Last summer when my wife was taking courses and I was taking care of the kids, M. & T. and I would go down to Chapters and spend a few hours browsing. It was during one of those trips that a book called Frindle caught my eye. The publisher's blurb was about a boy and a dictionary and a new word. I was hooked.

Somehow, though, we got onto a Roald Dahl kick and Frindle was shelved. It wasn't until last week that I remembered it, and pulled it out.
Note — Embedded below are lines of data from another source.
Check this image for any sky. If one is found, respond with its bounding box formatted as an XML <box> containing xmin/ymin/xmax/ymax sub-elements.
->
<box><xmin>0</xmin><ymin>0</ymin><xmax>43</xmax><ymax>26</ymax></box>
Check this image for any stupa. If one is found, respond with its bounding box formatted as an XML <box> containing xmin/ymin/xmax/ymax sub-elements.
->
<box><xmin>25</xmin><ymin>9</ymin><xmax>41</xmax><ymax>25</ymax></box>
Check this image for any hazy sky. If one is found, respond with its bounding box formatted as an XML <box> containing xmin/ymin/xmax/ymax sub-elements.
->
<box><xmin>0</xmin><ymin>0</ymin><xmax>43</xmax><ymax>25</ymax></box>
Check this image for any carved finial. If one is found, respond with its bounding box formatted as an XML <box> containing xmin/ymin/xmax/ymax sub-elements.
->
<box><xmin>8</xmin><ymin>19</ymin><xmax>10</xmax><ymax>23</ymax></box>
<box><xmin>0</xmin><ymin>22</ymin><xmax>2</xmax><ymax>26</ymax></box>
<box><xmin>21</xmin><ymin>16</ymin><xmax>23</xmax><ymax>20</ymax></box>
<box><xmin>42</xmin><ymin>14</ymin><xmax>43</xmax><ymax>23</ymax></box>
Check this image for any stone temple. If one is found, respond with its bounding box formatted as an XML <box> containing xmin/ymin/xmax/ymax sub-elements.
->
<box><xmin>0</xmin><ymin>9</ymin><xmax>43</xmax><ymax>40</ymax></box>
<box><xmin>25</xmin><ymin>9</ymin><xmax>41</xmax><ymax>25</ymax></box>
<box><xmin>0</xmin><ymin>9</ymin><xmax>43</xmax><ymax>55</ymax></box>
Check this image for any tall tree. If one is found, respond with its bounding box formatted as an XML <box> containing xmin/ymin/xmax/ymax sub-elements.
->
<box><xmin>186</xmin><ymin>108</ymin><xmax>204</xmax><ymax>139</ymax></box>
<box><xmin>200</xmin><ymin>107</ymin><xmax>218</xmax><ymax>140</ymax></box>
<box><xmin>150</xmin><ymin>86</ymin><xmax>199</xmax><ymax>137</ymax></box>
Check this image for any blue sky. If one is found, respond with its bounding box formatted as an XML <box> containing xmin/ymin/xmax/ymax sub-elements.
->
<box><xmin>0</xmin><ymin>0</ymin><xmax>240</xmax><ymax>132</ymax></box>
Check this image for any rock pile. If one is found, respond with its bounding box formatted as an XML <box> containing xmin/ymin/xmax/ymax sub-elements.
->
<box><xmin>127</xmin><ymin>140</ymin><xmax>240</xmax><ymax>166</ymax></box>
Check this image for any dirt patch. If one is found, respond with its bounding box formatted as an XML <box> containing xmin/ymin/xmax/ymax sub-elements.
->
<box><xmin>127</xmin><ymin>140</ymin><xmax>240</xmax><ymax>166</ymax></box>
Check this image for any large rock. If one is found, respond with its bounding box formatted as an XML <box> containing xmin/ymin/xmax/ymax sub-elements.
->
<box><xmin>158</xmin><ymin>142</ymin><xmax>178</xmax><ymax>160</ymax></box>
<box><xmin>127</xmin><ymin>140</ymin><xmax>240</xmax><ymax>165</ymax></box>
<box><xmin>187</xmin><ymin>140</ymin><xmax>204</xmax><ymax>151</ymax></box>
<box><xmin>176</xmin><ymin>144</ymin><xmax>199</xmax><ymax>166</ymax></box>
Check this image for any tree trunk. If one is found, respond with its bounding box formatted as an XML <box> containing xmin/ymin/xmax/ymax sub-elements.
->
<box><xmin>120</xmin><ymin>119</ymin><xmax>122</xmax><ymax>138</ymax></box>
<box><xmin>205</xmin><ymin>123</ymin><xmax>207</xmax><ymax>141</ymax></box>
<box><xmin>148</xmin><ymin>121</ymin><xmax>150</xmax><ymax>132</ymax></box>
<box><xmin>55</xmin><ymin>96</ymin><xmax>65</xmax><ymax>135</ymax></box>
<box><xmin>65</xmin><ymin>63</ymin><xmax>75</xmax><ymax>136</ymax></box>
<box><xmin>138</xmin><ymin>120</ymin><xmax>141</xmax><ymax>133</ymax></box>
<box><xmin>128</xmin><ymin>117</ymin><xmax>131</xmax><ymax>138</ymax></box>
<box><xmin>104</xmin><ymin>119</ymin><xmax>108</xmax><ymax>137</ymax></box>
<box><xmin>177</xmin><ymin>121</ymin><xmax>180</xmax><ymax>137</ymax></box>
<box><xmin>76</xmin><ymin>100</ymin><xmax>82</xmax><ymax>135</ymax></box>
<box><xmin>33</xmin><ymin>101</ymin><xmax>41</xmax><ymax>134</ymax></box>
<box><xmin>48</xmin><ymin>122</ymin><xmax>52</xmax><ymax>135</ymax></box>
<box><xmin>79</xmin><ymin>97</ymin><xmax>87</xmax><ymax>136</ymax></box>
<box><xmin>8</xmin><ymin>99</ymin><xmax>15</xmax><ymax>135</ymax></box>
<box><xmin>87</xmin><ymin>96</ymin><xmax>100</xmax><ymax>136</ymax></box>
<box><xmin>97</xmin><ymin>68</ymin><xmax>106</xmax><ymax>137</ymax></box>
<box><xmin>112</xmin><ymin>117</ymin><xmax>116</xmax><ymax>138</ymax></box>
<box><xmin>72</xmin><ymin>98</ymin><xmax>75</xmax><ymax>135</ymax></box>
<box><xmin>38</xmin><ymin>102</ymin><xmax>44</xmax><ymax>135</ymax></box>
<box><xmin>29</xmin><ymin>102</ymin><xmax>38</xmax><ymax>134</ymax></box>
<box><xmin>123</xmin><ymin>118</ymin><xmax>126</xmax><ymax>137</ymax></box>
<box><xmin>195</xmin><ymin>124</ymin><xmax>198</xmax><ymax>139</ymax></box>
Nick is a sharp kid who usually has his teacher's number, but when he gets into grade five, he comes up against Mrs. Granger. "Mrs. Granger didn't enjoy the dictionary. She loved the dictionary." And she loved assigning vocabulary study from it. On the first day of class, Nick, thinking he could distract her and avoid the assignment asks, "Mrs. Granger, you have so many dictionaries in this room, and that huge one especially... Where did all those words come from?" As any good teacher will do, Mrs. Granger has Nick find the answer on his own, which leads him to his brilliant plan.

Two days later,

"Nick walked into the Penny Pantry store and asked the lady behind the counter for a frindle.

She squinted at him. "A what?"

A frindle, please. A black one," and Nick smiled at her.

She leaned over close and aimed one ear at him. "You want what?"

"A frindle," and this time Nick pointed at the ballpoint pens behind her one the shelf. "A black one, please."

The lady handed Nick the pen...

Six days later, Janet stood at teh counter of the penny Pantry. Same store, same lady. John had come in the day before, and Pete the day before that, and Chris the day before that, and Dave the day before that. Janet was the fifth kid that Nick had sent there to ask taht woman for a frindle.

And when she asked, the lady reached right for the pens and said, "Blue or black?"

The book is full of stuff like this. It's got it all: word coinage, prescriptivist/descriptivist battles, language change. It's the perfect introduction to linguistics for your average 8-year old (or your precocious 6-year old). And it's a damn good read too. After reading chapter 6 to T. & M. and saying goodnight, I took the book down and finished it myself.

Oh, and Mrs. Granger? She makes you see prescriptivism in a whole new light. Hooray for Dangerous Grangerous!